Flashback: Weekend – Jean-Luc Godard’s assault on bourgeois values from 1967
Godard’s incendiary, nihilistic work doesn’t concern itself with narrative but, for those willing to invest the effort, it’s a rewarding, stimulating excursion
Sexual perversity, cannibalistic revolutionaries, random gun violence – it’s all there in Weekend, Jean-Luc Godard’s 1967 assault on bourgeois values. Like the French director’s other films, this is more concerned with ideas and concepts than narrative and story. Although it’s more accessible than the difficult political essays, such as Joy of Learning (1969) and Number Two (1975), that followed, it’s still a demanding watch.
Those looking for an adventurous night’s viewing will nevertheless find it both edifying and intellectually stimulating. Weekend is chock-a-block with thoughts and observations, but it mainly concerns itself with three ideas close to the heart of the 1960s generation: materialist lifestyles, class politics and violent revolution.

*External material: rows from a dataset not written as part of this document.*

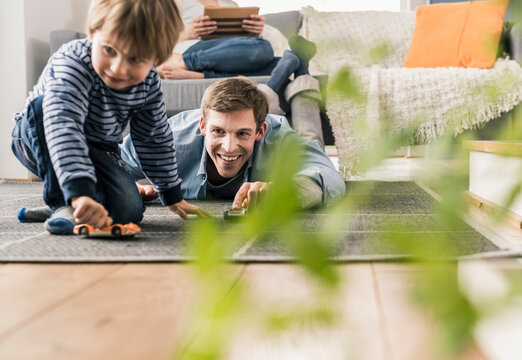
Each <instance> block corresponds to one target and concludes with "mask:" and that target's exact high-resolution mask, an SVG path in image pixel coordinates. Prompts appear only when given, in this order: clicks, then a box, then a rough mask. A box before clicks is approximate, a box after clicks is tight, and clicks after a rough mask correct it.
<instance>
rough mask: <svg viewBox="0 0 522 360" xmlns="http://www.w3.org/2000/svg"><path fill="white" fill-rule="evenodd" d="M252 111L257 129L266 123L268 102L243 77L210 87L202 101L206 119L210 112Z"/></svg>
mask: <svg viewBox="0 0 522 360" xmlns="http://www.w3.org/2000/svg"><path fill="white" fill-rule="evenodd" d="M244 109H252V110H253V111H254V117H255V121H256V128H257V130H259V127H260V126H261V124H263V122H264V121H265V118H266V115H267V114H268V100H267V98H266V96H265V94H264V93H263V92H262V91H260V90H259V89H258V88H257V86H256V84H254V83H253V82H252V81H250V80H248V79H247V78H245V77H243V76H238V77H233V78H228V79H224V80H220V81H218V82H215V83H214V84H212V85H210V86H209V87H208V88H207V90H206V91H205V94H203V99H202V100H201V113H202V115H203V119H206V117H207V115H208V111H209V110H214V111H217V112H221V113H229V112H233V111H238V110H244Z"/></svg>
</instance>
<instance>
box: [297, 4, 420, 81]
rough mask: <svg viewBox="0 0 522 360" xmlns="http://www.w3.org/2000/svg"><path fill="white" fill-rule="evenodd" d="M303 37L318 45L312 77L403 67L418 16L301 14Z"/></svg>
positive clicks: (311, 64) (399, 15)
mask: <svg viewBox="0 0 522 360" xmlns="http://www.w3.org/2000/svg"><path fill="white" fill-rule="evenodd" d="M301 12H302V14H303V24H302V26H301V30H300V31H299V34H300V35H302V36H303V37H305V38H306V39H308V40H310V41H313V42H314V43H315V44H316V45H317V54H316V55H315V57H314V58H313V59H312V60H311V61H310V73H311V74H312V75H325V74H330V73H333V72H336V71H337V70H338V69H339V68H341V67H344V66H349V67H367V66H371V65H374V64H379V66H381V67H385V68H388V67H400V66H401V65H402V63H403V62H404V60H405V59H406V54H407V52H408V48H409V44H410V40H411V36H412V34H413V29H414V27H415V13H414V12H393V11H345V12H340V11H334V12H319V11H316V10H315V9H313V8H312V7H305V8H303V9H302V10H301Z"/></svg>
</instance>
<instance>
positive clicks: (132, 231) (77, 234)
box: [73, 223, 141, 238]
mask: <svg viewBox="0 0 522 360" xmlns="http://www.w3.org/2000/svg"><path fill="white" fill-rule="evenodd" d="M73 231H74V233H75V234H77V235H83V236H88V237H115V238H121V237H133V236H134V235H136V234H137V233H139V232H141V228H140V227H139V226H138V225H136V224H134V223H128V224H113V225H110V226H105V227H104V228H101V229H97V228H95V227H94V226H92V225H89V224H79V225H76V226H75V227H74V230H73Z"/></svg>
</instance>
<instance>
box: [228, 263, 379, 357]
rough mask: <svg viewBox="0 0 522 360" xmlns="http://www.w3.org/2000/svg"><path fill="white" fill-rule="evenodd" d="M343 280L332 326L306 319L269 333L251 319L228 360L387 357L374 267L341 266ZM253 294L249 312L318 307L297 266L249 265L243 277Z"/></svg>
mask: <svg viewBox="0 0 522 360" xmlns="http://www.w3.org/2000/svg"><path fill="white" fill-rule="evenodd" d="M338 269H339V271H340V273H341V274H342V276H343V278H344V279H345V280H344V281H343V286H342V288H341V291H340V293H339V295H340V297H339V298H338V299H337V300H336V302H334V305H333V307H337V308H338V309H339V310H340V311H339V313H338V314H337V318H336V320H337V321H336V322H335V323H334V324H333V325H324V324H323V325H319V324H317V323H313V322H312V321H311V320H310V319H308V318H306V316H303V317H302V318H301V319H300V321H299V323H298V325H297V326H295V327H291V328H290V329H288V330H287V331H284V332H276V333H274V332H272V333H270V332H267V331H263V330H264V329H263V328H259V327H257V328H254V327H252V324H253V323H259V322H260V321H259V319H257V321H246V322H245V326H244V327H242V328H241V329H240V331H238V336H237V338H236V339H234V341H233V342H232V345H231V348H230V352H229V354H228V356H227V357H226V358H227V359H229V360H230V359H233V360H235V359H238V360H239V359H249V360H255V359H290V358H292V359H329V360H335V359H372V360H375V359H385V357H384V351H383V349H384V345H383V342H382V339H381V337H380V334H381V330H380V324H379V319H378V312H377V309H376V302H375V296H374V288H373V279H372V274H371V269H370V266H369V265H349V266H340V267H338ZM242 281H244V282H245V283H246V284H247V286H248V289H249V292H250V296H251V299H250V313H253V314H263V313H266V312H268V311H270V310H272V311H273V310H277V309H279V310H280V311H282V312H283V313H284V312H285V311H287V312H291V311H293V310H296V309H300V308H302V307H306V306H308V305H317V302H318V301H317V299H318V298H317V292H316V291H315V290H316V288H315V287H314V286H313V284H312V283H311V282H310V277H309V276H308V275H306V274H304V273H303V271H302V269H301V268H300V267H298V266H296V265H284V264H281V265H274V264H272V265H267V264H257V265H249V266H248V267H247V269H246V271H245V273H244V275H243V277H242Z"/></svg>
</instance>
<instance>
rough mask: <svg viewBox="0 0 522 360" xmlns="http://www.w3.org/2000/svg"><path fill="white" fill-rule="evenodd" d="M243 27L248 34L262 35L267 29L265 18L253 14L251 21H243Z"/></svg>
mask: <svg viewBox="0 0 522 360" xmlns="http://www.w3.org/2000/svg"><path fill="white" fill-rule="evenodd" d="M241 27H242V28H243V29H245V30H246V31H248V32H251V33H254V34H257V35H261V33H262V32H263V29H264V27H265V18H264V17H262V16H261V15H254V14H252V15H250V19H249V20H243V24H242V25H241Z"/></svg>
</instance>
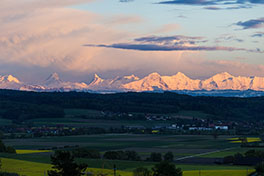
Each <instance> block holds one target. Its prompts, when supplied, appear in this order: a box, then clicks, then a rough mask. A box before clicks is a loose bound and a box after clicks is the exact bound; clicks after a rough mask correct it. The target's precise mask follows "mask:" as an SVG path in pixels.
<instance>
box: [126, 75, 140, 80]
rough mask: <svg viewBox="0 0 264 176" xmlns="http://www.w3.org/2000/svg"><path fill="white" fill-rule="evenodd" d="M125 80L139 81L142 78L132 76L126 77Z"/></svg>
mask: <svg viewBox="0 0 264 176" xmlns="http://www.w3.org/2000/svg"><path fill="white" fill-rule="evenodd" d="M124 79H128V80H135V81H136V80H139V79H140V78H139V77H137V76H135V75H134V74H132V75H130V76H124Z"/></svg>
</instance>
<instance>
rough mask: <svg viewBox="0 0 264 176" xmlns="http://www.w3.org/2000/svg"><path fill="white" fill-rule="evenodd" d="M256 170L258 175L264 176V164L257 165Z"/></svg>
mask: <svg viewBox="0 0 264 176" xmlns="http://www.w3.org/2000/svg"><path fill="white" fill-rule="evenodd" d="M255 169H256V172H257V173H258V175H260V176H264V162H262V163H259V164H257V165H256V167H255Z"/></svg>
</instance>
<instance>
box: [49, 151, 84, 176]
mask: <svg viewBox="0 0 264 176" xmlns="http://www.w3.org/2000/svg"><path fill="white" fill-rule="evenodd" d="M51 163H52V165H53V167H52V168H53V169H54V170H49V171H48V175H49V176H81V175H84V171H85V170H86V168H87V165H86V164H77V163H76V162H75V161H74V157H73V155H72V154H71V153H70V152H68V151H56V152H55V154H54V155H52V156H51Z"/></svg>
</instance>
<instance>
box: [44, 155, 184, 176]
mask: <svg viewBox="0 0 264 176" xmlns="http://www.w3.org/2000/svg"><path fill="white" fill-rule="evenodd" d="M51 163H52V165H53V167H52V168H53V170H49V171H48V175H49V176H82V175H85V174H87V173H86V172H85V171H86V169H87V167H88V165H87V164H78V163H77V162H76V161H75V158H74V156H73V155H72V153H71V152H69V151H60V150H58V151H56V152H55V153H54V155H52V156H51ZM115 169H116V167H115V166H114V170H115ZM115 171H116V170H115ZM133 174H134V176H182V170H181V169H180V168H176V166H175V164H172V163H170V162H168V161H162V162H160V163H158V164H156V165H155V166H154V167H153V168H152V169H151V170H149V169H148V168H144V167H140V168H137V169H136V170H134V172H133Z"/></svg>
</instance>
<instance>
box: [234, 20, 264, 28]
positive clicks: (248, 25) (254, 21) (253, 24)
mask: <svg viewBox="0 0 264 176" xmlns="http://www.w3.org/2000/svg"><path fill="white" fill-rule="evenodd" d="M236 25H238V26H241V27H243V29H252V28H263V27H264V17H263V18H258V19H252V20H248V21H244V22H242V21H239V22H237V23H236Z"/></svg>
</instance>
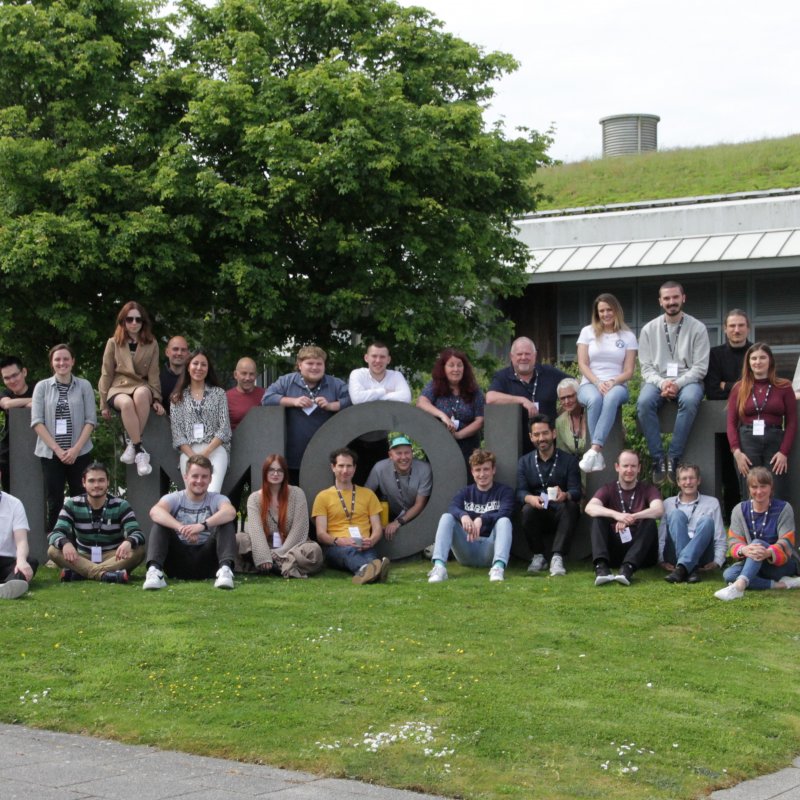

Although Godard’s Marxist views had become explicit in his previous movie, La Chinoise (also 1967), Weekend is more a work of nihilism, as it takes a sledgehammer to the bourgeois view of society without suggesting any alternatives. But the main takeaway from the movie is more anthropological than political – that humankind is a brutal, self-serving species whose violent nature is only kept in check by the social constructs we place upon ourselves.
The film sees a mean, unpleasant bourgeois couple, Corinne (Mireille Darc) and Roland (Jean Yanne), set out on a drive to Corinne’s mother’s home one weekend, intending to trick her out of her inheritance. If their plan doesn’t work, the couple will kill her. Along the way, they ignore the dead car crash victims who litter the roads and insult historical figures such as Emily Brontë. Their final encounter is with a group of cannibalistic revolutionaries called the Seine-et-Oise Liberation Front.
The casting was interesting back in 1967, as Darc and Yanne were mainstream actors who generally worked in commercial films. According to filmmaker Claude Miller, who worked as assistant director on Weekend, Godard disliked Darc, an actress who he felt embodied all the elements of cinema that he was rebelling against. Consequently, says Miller, Godard maliciously invented difficult scenes for her.
In an interview, Darc said that she didn’t mind suffering in the pursuit of art and had expected such treatment from Godard. Yanne didn’t escape unscathed, as Godard asked the actor to immerse himself in a sewage-filled river. When Yanne looked reticent, Godard jumped into the river himself.
The last title reads “The end of cinema” rather than simply “the end”, signifying that Godard was finished with making films in the traditional way. The director spent much of the next 10 years making Marxist-Leninist tracts that were intended to frustrate and annoy his audience, who he felt had become too bourgeois themselves.